Donc si les dimensions du carré sont les mêmes, elles n’existent pas, le carré ne peut se définir qu’en dehors de sa dimension, dans sa non-dimension, en dehors de son espace et pourtant celui ci est rempli. Un non-espace ne peut être constitué que de vide dans un espace plein.

Définir le vide, en préliminaire, il s’agit du remplissage d’une surface à une dimension ce qui ne peut exister puisque la surface suppose deux dimensions, longueur et largeur.

En résumé, le vide est le plein de la non-existence.

Une non-existence, la peinture, qui s’offre au regard, quelle peut être l’existence dans une non-existence visible ?

Ou qui rend possiblement visible cette non-existence ?

Le créateur qui par son geste laisse à voir.

Dans le Dasein, l’étant est le créateur, un étant dans le monde, avec, à côté, à l’intérieur, en avance sur l’être, la peinture représentant l’étant au moment où et qui n’est plus lorsqu’il se fige par sa chimie et le séchage.

L’existence ne peut être que dans l’étant ce qui constitue par-là même son essence, c’est l’immédiat indéterminé qui à peine l’action passée est déjà dans le souvenir.

L’étant peint l’Être différemment chaque fois car l’étant n’est pas le même mais l’étant se contient dans le même Dasein, le créateur.

La non-existence permettant à chaque fois de dévoiler l’être et ses multiples facettes.

Mais comment l’étant peut-il se mettre en situation d’être peint alors qu’il est déjà autre en fin de processus ?

Parce que le créateur ne peint pas, il est et laisse la peinture se peindre, c’est l’humilité du créateur de laisser la nature non  dénaturée.
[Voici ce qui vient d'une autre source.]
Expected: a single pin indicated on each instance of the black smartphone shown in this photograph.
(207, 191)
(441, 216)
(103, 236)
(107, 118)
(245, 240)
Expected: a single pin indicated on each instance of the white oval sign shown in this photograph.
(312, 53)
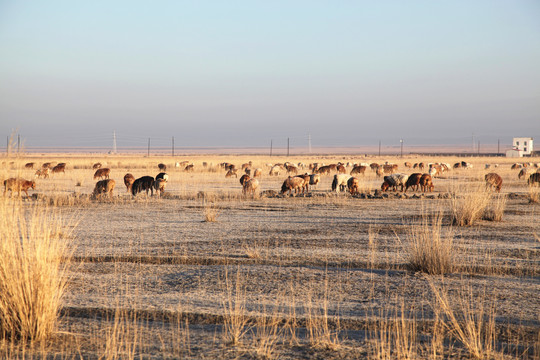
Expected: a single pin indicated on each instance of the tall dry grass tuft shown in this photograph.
(495, 210)
(430, 249)
(533, 194)
(33, 262)
(234, 308)
(210, 211)
(469, 205)
(466, 319)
Tout génie est nature et tout y revient. C’est l’osmose du biologique humain avec l’intérieur du monde.

A sa réalisation le créateur se situe dans l’instinct neurologique de la pensée-concept descendue dans le corps puis il se met en avance sur le monde à l’intérieur, le passage à l’acte étant possible dans l’idéal du moi biophysique.